In some states, this one-sided arbitration clause may not be enforceable. In Pennsylvania, an intermediate appellate court has ruled that such contracts are presumptively unconscionable and unenforceable. Lytle v. City Financial Servs., 810 A.2d 643 (Pa.Super.Ct. 2002). Our Third Circuit Court of Appeals, which had earlier predicted that Pennsylvania law would follow a different path, see Harris v. Green Tree Fin. Corp., 183 F.3d 173 (3d Cir. 1999), has recently certified this precise issue to the Pennsylvania Supreme Court for a definitive ruling. Salley v. Option One Mortgage Corp., 2005 WL 3724871 (3d Cir., Oct. 20, 2005).
If Pennsylvania law were to provide the rule of decision of this issue in the present case, it would be appropriate to await the decision of the Pennsylvania Supreme Court on the certified question. But the Affiliate Agreement is governed by the law of New Jersey. The Affiliate Agreement provides, at paragraph 7, "In all respects, this Agreement shall be governed by and construed in accordance with the laws of the State of New Jersey."
New Jersey has adopted the Restatement (Second) of Contracts § 79, to the effect that "if the consideration requirement is met, there is no additional requirement of gain or benefit to the promissor, loss or detriment to the promissee, equivalence in the values exchanged, or mutuality of obligation." Shebar v.
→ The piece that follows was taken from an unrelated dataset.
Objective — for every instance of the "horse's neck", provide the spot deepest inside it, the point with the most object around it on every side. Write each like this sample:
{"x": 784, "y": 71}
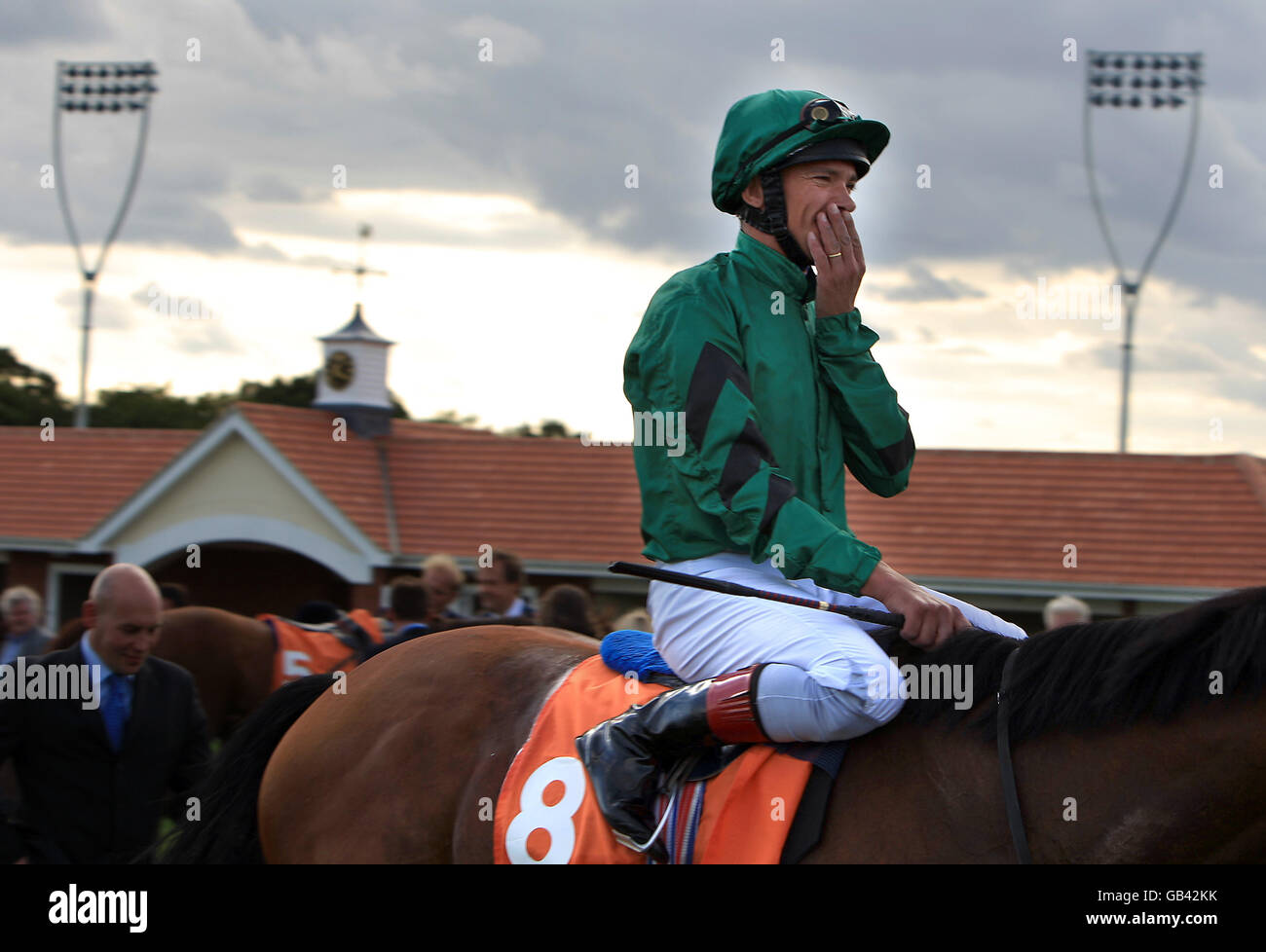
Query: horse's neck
{"x": 1189, "y": 790}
Sanyo Bus. Systems Corp., 544 A.2d 377, 383 (N.J. 1988); see also Delta Funding Corp. v. Harris, 396 F.2d 512 (D.N.J. 2004).
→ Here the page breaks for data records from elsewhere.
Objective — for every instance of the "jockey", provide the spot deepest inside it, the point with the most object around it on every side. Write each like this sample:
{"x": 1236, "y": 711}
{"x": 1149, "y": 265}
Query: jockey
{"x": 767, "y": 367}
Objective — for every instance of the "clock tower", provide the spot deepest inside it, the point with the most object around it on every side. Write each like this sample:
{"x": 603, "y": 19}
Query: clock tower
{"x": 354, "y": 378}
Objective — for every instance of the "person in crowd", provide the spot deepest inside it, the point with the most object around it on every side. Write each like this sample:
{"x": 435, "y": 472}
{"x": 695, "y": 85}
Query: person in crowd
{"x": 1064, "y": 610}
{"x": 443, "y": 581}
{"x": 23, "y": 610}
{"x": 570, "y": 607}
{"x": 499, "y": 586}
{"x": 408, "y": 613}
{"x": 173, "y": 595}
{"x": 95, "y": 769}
I therefore conclude that defendant's motion to compel arbitration must be granted. An Order follows.
ORDER
AND NOW, this 21st day of June 2006, IT IS ORDERED:1. Defendants' Motion to Compel Arbitration and Stay Of Judicial Proceedings is GRANTED. All claims asserted by plaintiff in this action must be decided by arbitration, in accordance with the provisions of the governing contracts.
2. Plaintiff's "Motion for an Evidentiary Hearing Or, In the Alternative, to Allow Discovery" is DENIED.
3. The Clerk is directed to close the file.